The Stats
FIRST GP: 1966 | GPS: 966 | Titles: 8 | WINS: 188 | POLES: 163 | PODIUMS: 522
Full Team Name | McLaren F1 Team |
Base | Woking, UK |
Team Principal | Andrea Stella |
Technical Director | Peter Prodromou/Neil Houldey |
Chassis | MCL38 |
Engine | Mercedes-AMG F1 M15 |
First Podium | Spain 68 | Hulme |
First Win | Belgium 68 | McLaren |
Last Win | Singapore 24 | Norris |
Last Podium | Mexico City 24 | Norris |
Most Successful Track | Circuit de Monaco, Monaco | 15 wins, 8 x 2nd, 3 x 3rd |
The Drivers
Lando Norris
AGE: 24 | GPS: 125 | CHAMP. BEST: 6th | Wins: 3 | Poles: 8 | PODIUMS: 25
Oscar Piastri
AGE: 23 | GPS: 42 | CHAMP. BEST: 9th | Wins: 2 | Grid Best: 2nd | Podiums: 9
The Bio
Bruce McLaren started the team, which still bears his name today, in 1966 and took their first victory at the Belgian Grand Prix in 1968. He was sadly killed during a test of the team’s Can-Am car at Goodwood in 1970, but the team carried on in his honour and won its first Drivers’ and Constructors’ Championships in 1974 after 1972 World Champion Emerson Fittipaldi had joined.

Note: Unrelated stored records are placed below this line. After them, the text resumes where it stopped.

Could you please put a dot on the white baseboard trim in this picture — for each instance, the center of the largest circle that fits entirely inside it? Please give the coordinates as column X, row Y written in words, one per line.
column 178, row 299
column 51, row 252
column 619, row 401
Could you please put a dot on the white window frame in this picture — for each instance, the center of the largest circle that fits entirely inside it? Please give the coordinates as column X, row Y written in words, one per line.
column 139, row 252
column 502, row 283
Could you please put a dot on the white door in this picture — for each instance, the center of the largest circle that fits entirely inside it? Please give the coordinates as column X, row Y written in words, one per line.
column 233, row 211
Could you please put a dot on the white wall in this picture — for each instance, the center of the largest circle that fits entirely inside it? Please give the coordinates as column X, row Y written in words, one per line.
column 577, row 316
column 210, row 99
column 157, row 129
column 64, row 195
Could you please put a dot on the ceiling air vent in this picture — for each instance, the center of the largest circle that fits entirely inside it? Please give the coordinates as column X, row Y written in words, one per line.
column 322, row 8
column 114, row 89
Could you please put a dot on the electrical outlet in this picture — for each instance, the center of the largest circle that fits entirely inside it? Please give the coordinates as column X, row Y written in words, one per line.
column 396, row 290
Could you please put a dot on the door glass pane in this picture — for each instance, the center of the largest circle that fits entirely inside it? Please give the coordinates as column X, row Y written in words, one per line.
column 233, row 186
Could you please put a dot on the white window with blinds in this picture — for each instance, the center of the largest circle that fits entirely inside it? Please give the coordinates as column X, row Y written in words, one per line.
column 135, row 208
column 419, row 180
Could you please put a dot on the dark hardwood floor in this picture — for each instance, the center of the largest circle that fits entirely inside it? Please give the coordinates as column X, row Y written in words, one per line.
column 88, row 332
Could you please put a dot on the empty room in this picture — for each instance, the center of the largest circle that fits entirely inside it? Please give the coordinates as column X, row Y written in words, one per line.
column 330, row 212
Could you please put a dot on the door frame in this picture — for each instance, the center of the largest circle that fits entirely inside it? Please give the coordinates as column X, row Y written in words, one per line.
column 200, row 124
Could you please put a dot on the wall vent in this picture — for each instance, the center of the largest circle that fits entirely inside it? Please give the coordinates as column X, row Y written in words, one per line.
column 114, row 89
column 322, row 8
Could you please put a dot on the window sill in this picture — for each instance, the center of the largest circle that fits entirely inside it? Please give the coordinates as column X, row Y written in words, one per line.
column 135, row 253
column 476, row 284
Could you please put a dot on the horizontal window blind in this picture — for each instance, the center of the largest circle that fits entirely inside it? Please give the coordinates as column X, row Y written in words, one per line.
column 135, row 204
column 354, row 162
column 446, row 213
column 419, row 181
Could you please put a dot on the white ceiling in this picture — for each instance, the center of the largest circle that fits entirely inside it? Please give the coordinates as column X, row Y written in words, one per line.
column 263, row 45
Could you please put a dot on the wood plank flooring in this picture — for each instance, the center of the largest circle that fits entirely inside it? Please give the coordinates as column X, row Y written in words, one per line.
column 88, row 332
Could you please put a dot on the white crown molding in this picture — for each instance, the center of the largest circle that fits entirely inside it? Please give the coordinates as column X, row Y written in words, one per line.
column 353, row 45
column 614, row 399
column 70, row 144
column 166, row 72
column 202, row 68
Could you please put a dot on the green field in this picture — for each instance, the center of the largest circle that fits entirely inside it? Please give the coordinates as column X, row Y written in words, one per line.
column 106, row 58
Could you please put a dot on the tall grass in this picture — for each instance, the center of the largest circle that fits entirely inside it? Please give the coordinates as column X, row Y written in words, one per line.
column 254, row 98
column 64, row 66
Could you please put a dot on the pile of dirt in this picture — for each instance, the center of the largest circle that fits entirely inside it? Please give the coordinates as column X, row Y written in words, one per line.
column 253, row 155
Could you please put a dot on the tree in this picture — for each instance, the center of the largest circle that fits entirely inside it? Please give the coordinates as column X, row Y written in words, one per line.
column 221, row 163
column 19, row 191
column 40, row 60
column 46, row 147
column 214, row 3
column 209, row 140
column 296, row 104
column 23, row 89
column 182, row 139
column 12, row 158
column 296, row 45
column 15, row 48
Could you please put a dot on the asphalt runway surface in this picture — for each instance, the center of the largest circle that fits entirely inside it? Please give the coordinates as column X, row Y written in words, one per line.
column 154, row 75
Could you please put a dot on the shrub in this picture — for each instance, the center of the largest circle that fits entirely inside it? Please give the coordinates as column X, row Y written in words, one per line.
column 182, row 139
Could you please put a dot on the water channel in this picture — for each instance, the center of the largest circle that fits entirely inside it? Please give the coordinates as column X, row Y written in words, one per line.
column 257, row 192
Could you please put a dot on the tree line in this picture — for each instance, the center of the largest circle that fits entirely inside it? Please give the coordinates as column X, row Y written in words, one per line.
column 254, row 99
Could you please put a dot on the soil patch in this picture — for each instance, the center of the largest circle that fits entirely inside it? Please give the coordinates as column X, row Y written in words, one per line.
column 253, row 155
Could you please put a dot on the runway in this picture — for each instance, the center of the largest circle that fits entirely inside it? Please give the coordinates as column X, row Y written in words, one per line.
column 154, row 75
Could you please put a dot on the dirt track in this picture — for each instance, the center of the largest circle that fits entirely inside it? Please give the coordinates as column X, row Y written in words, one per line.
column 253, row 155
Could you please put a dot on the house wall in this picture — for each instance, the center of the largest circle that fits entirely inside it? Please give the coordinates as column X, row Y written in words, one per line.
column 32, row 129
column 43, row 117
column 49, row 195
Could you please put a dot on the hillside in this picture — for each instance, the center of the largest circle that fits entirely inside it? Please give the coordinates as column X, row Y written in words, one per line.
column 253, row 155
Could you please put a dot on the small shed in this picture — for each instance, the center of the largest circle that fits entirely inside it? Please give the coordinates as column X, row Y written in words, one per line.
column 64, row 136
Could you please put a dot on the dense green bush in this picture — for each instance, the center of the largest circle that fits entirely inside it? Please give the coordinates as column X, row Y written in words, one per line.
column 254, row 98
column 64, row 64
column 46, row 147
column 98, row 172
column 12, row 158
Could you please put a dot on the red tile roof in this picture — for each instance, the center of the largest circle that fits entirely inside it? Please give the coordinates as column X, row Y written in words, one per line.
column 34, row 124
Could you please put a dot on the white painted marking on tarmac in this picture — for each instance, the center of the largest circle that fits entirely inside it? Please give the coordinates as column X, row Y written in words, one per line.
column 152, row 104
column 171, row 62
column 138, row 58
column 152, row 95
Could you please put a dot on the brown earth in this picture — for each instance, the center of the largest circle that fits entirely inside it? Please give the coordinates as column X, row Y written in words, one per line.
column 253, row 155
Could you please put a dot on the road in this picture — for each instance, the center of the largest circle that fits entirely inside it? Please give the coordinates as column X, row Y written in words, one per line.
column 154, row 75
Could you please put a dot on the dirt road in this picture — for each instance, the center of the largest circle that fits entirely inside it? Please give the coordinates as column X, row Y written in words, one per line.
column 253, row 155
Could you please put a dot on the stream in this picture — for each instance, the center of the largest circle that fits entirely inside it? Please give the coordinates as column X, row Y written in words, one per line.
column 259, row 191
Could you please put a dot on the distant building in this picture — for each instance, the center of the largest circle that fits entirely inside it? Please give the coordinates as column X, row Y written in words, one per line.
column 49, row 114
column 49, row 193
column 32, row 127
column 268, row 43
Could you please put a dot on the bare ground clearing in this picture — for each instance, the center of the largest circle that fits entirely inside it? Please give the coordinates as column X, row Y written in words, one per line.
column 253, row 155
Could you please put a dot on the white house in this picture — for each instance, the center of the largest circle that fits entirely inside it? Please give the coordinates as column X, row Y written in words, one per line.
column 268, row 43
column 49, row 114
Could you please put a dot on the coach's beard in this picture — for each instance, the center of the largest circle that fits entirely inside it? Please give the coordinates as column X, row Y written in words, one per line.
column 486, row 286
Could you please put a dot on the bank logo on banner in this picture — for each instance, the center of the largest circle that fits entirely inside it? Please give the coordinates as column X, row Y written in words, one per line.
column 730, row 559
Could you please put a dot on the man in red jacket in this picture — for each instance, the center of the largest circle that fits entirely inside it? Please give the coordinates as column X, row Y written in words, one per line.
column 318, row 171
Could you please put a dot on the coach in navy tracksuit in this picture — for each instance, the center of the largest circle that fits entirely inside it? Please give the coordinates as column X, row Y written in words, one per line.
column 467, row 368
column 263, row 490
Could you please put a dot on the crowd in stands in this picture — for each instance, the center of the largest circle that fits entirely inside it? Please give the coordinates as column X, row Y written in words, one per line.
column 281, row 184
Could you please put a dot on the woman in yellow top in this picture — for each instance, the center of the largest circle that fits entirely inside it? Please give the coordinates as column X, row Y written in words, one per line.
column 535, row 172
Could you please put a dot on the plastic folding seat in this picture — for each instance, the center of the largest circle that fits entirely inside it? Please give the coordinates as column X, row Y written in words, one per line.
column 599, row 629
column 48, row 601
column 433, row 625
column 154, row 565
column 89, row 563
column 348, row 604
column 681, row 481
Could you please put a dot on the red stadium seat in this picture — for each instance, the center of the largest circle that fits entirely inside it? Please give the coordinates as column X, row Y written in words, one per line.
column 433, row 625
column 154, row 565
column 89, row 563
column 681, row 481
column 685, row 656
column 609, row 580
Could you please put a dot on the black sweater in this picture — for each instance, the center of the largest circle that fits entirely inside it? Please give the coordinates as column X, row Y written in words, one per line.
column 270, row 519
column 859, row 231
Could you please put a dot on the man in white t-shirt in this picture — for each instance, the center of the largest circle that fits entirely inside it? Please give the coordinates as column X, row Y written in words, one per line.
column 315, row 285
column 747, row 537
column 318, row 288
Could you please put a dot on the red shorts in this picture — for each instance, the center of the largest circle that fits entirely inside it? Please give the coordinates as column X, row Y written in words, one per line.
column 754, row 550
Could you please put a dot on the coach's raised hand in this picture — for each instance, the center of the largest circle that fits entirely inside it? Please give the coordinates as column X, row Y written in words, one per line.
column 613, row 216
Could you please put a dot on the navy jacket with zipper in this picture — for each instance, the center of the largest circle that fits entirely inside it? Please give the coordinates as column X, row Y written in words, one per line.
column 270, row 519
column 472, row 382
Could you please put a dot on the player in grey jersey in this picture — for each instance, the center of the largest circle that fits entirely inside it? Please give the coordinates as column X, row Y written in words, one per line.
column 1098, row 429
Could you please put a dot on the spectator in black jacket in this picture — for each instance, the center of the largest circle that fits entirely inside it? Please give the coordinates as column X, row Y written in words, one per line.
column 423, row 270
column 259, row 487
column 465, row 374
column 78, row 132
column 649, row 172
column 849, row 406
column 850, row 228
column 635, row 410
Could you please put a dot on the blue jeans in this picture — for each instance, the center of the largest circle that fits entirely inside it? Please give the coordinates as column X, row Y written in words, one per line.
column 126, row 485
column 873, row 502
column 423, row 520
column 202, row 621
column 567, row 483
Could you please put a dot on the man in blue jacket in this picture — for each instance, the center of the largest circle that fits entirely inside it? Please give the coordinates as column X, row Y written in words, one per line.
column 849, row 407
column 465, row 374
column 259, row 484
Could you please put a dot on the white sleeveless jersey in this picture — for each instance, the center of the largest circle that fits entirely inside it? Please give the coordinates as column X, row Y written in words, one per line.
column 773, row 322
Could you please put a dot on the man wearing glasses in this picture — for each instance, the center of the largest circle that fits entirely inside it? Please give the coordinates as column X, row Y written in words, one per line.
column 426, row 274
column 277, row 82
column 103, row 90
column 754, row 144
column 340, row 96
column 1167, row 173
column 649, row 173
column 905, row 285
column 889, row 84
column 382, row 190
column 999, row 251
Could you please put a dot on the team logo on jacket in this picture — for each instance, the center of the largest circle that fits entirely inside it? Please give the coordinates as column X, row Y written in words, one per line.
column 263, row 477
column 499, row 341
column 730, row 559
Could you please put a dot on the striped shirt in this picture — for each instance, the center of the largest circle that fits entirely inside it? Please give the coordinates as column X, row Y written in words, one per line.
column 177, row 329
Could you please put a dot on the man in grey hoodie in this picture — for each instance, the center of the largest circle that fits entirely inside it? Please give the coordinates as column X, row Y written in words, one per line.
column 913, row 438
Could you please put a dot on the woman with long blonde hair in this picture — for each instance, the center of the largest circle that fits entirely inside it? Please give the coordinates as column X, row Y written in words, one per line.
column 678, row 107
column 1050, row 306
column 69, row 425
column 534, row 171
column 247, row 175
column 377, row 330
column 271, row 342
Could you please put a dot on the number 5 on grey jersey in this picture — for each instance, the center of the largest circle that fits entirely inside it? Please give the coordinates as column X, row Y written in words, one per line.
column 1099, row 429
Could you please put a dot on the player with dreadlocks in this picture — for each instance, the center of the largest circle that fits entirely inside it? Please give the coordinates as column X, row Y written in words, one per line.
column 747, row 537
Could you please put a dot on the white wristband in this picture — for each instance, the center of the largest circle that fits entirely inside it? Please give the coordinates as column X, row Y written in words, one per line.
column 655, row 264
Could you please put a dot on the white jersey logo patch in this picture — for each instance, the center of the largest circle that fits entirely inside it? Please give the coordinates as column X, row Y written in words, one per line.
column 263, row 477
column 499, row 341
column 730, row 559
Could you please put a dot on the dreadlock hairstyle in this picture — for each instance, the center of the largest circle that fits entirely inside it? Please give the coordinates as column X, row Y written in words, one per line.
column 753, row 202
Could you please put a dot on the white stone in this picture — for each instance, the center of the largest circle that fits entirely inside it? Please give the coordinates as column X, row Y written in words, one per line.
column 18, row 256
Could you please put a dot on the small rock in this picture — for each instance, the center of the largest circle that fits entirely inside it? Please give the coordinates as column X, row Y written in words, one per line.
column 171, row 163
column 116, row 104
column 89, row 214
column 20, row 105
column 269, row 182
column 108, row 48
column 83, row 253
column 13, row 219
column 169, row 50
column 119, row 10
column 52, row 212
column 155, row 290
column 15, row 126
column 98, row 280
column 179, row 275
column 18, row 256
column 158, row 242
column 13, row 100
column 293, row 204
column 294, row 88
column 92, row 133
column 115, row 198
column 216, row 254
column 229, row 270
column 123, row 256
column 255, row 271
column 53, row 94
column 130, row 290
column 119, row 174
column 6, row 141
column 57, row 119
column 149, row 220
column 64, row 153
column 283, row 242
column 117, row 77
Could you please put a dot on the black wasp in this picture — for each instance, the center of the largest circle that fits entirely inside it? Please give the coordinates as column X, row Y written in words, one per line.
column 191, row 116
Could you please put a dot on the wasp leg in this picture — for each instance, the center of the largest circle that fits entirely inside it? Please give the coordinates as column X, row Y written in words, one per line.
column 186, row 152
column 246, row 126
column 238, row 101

James Hunt then took another drivers’ title for McLaren after his epic battle with Niki Lauda during the 1976 season.
Following this triumph, McLaren suffered something of a dry spell for the best part of a decade before dominating the mid-to-late 80s. A title each for Lauda and Alain Prost was followed by the infamous Senna-Prost partnership. It was incredibly successful – 1988 is the most dominant season in F1 history with 15 of 16 races won – but ultimately too combustible to last. Prost left in 1990 and Ayrton Senna won two further championship doubles for the team.
Williams and Benetton then took over at the top for the majority of the 90s, before Mika Häkkinen defeated Ferrari for two championships in 1998 and 1999. McLaren remained in the fight over the next few years but were steamrollered by the Michael Schumacher-powered Ferrari juggernaut. By 2007, they had produced the best car on the grid but another combustible partnership in the shape of Fernando Alonso and Lewis Hamilton would prove their undoing.
In-fighting within the team that year cost them the drivers’ title and brought about the ‘Spygate’ controversy that saw McLaren thrown out of the World Constructors’ Championship and fined $100 million. A more harmonious setup the following year saw Hamilton claim his first World Drivers’ Championship in the most dramatic of fashions, with a pass at the last corner of the last lap of the last race.
That would prove to be the last McLaren title to date, however. The new regulations in 2009 saw the team fall back and then, after a few years struggling to keep up with Red Bull, the wheels really fell off in the hybrid era. An ill-fated partnership with Honda saw McLaren reach their nadir with ninth-placed finishes in the constructors’ standings in 2015 and 2017.
This brought about a total overhaul of the team’s structure and, under the new management of CEO Zak Brown, McLaren’s fortunes appear to be turning around. Third place in the constructors’ standings in 2020 and a win at the 2021 Italian Grand Prix were solid stepping stones.